Being an academic, I get to meet people researching all sorts of interesting topics, often completely unrelated to my own field. For example, I recently met a fellow Swede who is studying the practice of creating temporary memorials at the site of fatal traffic accidents. I was able to inform her that one sees this in Japan, too, with the site typically marked by bouquets of flowers and perhaps offerings of the unfortunate victim’s favorite drink or snack. But now I’m wondering about the small stone statues one sees at roadsides all around Japan, one of which I’ve photographed for you. Are they, too, memorials at the site of a tragedy, albeit older and more permanent? If not, what the heck are they?
Jan. M., Osaka
Your inquiry struck a poignant note here at the Japan Times because a couple of weeks before it arrived a pedestrian was struck and killed by a cement truck just a few yards from our building. For about a week, a police officer directed traffic at the site and mourners left flowers and other small tributes.
So I was feeling somber as I read through your question. But I perked up a little when I looked at the accompanying photo and realized I had a partial answer for you, right off the bat, thanks to a paper I wrote in college.

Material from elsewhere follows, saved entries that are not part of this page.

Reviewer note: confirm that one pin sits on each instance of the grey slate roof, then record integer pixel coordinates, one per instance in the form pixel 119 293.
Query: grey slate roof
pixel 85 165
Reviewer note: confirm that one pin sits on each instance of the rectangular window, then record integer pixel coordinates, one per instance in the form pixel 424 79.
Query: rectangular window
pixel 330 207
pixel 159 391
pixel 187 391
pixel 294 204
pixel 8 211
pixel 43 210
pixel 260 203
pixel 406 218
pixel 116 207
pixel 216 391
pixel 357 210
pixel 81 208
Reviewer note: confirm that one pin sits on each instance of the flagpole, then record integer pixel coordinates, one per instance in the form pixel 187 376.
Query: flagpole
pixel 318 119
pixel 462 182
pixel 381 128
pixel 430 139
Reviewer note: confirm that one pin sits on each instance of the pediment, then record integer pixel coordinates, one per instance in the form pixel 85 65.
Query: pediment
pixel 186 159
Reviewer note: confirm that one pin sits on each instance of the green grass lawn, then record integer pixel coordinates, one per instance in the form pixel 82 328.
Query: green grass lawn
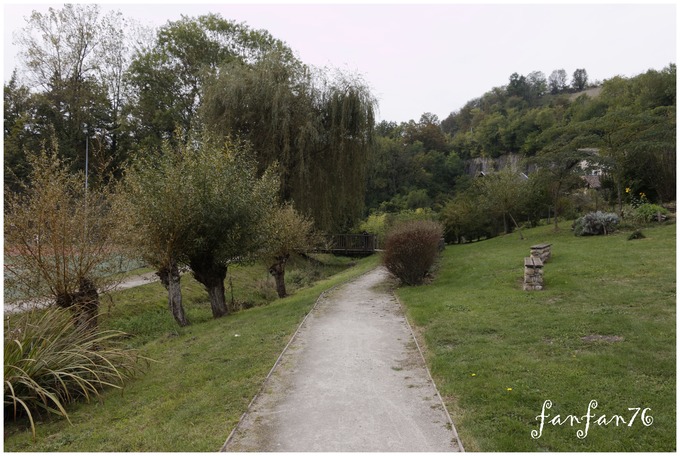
pixel 203 376
pixel 497 353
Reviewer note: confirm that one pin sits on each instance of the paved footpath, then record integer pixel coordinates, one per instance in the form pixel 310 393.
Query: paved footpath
pixel 351 380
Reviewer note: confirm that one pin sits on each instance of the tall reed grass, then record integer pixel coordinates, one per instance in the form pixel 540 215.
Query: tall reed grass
pixel 48 363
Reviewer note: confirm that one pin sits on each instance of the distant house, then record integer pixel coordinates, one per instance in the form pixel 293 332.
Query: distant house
pixel 592 170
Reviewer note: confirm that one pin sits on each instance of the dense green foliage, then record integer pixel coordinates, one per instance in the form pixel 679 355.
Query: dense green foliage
pixel 596 223
pixel 59 238
pixel 550 136
pixel 411 249
pixel 189 75
pixel 198 204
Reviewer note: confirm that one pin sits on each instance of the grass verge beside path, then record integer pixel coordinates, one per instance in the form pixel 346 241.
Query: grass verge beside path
pixel 203 380
pixel 603 329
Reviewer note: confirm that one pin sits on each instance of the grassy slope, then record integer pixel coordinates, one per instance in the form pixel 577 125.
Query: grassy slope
pixel 204 377
pixel 497 352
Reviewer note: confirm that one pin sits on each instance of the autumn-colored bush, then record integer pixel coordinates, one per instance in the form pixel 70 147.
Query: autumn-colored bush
pixel 411 249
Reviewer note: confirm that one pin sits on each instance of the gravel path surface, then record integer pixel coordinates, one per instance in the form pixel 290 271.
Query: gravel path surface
pixel 352 379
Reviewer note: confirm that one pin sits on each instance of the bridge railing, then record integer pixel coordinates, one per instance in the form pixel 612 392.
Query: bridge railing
pixel 353 244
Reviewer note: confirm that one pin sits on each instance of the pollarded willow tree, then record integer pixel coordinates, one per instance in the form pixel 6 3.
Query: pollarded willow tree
pixel 318 128
pixel 167 77
pixel 231 208
pixel 289 233
pixel 198 204
pixel 60 239
pixel 152 208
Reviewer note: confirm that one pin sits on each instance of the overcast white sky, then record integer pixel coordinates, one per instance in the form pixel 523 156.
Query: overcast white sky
pixel 436 57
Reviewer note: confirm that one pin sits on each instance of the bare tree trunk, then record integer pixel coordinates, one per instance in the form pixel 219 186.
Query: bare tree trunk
pixel 278 271
pixel 170 279
pixel 212 277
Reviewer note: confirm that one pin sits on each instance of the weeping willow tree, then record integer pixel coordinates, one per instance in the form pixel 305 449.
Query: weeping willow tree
pixel 318 128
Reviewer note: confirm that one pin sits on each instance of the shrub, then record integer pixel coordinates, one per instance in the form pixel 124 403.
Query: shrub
pixel 48 363
pixel 595 223
pixel 411 249
pixel 646 213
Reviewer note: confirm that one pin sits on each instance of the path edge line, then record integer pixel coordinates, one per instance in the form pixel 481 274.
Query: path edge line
pixel 429 374
pixel 223 449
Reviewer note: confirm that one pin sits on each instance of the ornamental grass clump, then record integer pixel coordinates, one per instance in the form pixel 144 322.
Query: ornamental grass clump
pixel 596 223
pixel 411 249
pixel 49 363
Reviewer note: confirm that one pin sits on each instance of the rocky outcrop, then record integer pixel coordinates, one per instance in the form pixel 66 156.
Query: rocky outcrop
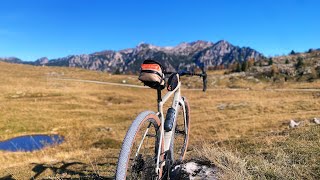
pixel 182 56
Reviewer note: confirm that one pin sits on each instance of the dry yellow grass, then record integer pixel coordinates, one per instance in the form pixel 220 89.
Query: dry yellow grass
pixel 94 118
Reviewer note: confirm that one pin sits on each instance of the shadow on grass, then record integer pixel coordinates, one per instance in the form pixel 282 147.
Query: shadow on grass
pixel 62 170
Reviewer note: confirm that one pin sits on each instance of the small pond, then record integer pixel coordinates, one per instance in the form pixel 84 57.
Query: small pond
pixel 30 142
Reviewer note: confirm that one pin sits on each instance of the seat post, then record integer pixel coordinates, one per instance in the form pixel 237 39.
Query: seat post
pixel 159 99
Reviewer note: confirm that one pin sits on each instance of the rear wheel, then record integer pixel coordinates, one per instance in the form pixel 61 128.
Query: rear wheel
pixel 138 155
pixel 180 135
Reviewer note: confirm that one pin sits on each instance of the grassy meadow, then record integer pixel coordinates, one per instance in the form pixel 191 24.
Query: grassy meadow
pixel 243 131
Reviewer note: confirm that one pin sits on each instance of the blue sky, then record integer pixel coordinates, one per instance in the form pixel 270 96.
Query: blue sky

That was so long ago that I actually typed it on a typewriter.
The statue in your photo was wearing a cloth bib and beanie, an immediate tip off that it represents a deity called Jizo, although most Japanese use full honorifics and say either O-Jizo-san or O-Jizo-sama.Jizo originated in India as the bodhissatva Kshitigarbha and spread with Buddhism first to China and Korea and then to Japan.
The earliest record of this deity in Japan is from the eighth century, according to Kunihiko Shimizu, a Jizo scholar and assistant professor at Kanazawa University. Later, Jizo became an object of worship and gradually one of the Japan’s most beloved and popular divinities. His main gig is to watch over children and babies (thus the sissy outfit) but he is also the guardian of expectant mothers, fireman, pilgrims and travelers. Basically, we’ve all got a friend in Jizo. Most of the Jizo statues you see along roads in Japan date back to the Edo period (1603-1867), Prof. Shimizu told me. They were erected along travel routes for the convenience of travelers and pilgrims, who would stop at such dosojin (roadside gods) and pray for a safe onward journey.
Despite the fact that Japanese traffic fatalities have decreased steadily since the 1970s, it has become more and more common to see temporary memorials along Japanese roads, according to Nobuho Tomita, professor of victimology at Tokiwa University and vice chairman of the National Network for Victim Support. This, he said, reflects growing comfort in Japan with public displays of grief. “Survivors used to be expected to keep a stiff upper lip,” Prof. Tomita explained. “But now people will say things like ‘uchi ni himenaide soto ni dashitemo ii’ (don’t keep [your grief] bottled up, it’s ok to let it out).”
Both professors were interested to hear that people in countries other than Japan create temporary memorials at fatal traffic accident sites, and I promised to let them know how widespread the practice is. You kindly put me in touch with the researcher you mentioned, Anna Peterssen, a PhD student at Lund University, who reported that such tributes are most prevalent in Catholic countries but are seen throughout Europe, North America, South America and Australia.
Wherever you may be reading this, folks, please drive carefully. Anzen daiichi (safety first).